Mosflm/SCALA Bug News


We have had a number of reports of a problem with output MTZ files from MOSFLM being fed into SCALA, which have arisen from changes made in both programs for the 4.2 release.


SCALA now uses information about datasets in the input MTZ file. If multiple datasets are present (from multiple runs of MOSFLM), the default is to scale them together but split them into separate output files: this is intended for MAD datasets. In MOSFLM, if the user doesn't specify project and dataset names for runs, then the program gives each run a unique project and dataset name based on the date and time.


The problem occurs when these runs are sorted together and put into SCALA. By default SCALA treats each dataset independently, and outputs two MTZ files with names based on the dataset names from the input file.  This is confusing if you wanted to just scale all the data together.


The ounce of prevention is to make sure that you explicitly set appropriate project and dataset names when running MOSFLM, using the PNAME & DNAME commands.

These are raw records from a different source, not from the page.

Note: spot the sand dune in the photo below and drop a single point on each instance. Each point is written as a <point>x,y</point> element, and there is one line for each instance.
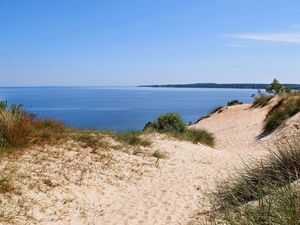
<point>73,185</point>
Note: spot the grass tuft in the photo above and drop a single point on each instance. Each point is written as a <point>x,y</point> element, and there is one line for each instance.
<point>173,125</point>
<point>261,101</point>
<point>288,106</point>
<point>264,192</point>
<point>19,129</point>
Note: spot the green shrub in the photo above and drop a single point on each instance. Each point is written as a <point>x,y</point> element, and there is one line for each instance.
<point>167,123</point>
<point>234,102</point>
<point>197,136</point>
<point>172,124</point>
<point>150,127</point>
<point>261,101</point>
<point>132,138</point>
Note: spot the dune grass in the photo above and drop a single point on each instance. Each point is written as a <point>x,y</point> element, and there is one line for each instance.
<point>264,192</point>
<point>234,102</point>
<point>196,136</point>
<point>172,124</point>
<point>19,129</point>
<point>261,101</point>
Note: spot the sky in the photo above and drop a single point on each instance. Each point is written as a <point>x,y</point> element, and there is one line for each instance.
<point>135,42</point>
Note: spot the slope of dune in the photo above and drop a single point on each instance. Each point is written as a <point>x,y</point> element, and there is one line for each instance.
<point>70,184</point>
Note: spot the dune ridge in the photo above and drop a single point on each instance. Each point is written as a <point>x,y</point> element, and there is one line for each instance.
<point>71,184</point>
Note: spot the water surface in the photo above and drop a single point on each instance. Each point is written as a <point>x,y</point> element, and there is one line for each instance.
<point>119,108</point>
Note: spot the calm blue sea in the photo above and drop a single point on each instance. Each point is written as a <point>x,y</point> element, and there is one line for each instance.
<point>119,108</point>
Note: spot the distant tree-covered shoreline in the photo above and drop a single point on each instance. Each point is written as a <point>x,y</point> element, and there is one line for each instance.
<point>216,85</point>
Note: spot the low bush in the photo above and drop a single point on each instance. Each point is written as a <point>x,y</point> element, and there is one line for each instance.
<point>261,101</point>
<point>197,136</point>
<point>234,102</point>
<point>132,138</point>
<point>172,124</point>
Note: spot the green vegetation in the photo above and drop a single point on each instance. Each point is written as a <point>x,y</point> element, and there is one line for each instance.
<point>262,100</point>
<point>19,129</point>
<point>197,136</point>
<point>288,106</point>
<point>276,88</point>
<point>172,124</point>
<point>132,138</point>
<point>234,102</point>
<point>264,192</point>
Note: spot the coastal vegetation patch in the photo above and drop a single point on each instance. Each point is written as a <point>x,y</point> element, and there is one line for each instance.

The pound of cure (workaround) using the existing SCALA gui is to define separate runs (the default "run 1 all" is OK for this purpose) and assign this run to a single output project/dataset (i.e. delete all but one dataset & give it a sensible name). Alternatively REBATCH can be used to reset the project and dataset names before running (but be aware that these options are not currently available through the REBATCH gui and must be scripted manually). If you are running SCALA with a script, add a command line:


name project <project_name> dataset <dataset_name>


to force all data into a single dataset.


An updated version of the SCALA interface has a new option to combine all input datasets into a single output dataset, which should solve the problem. In addition future versions of MOSFLM will use "Unspecified" as the default project and dataset names. (Both these changes will be in the patch release 4.2.1; the SCALA interface is available via the CCP4 problems page). But the best practice is still to name your own projects and datasets at the outset.


Peter Briggs, Phil Evans.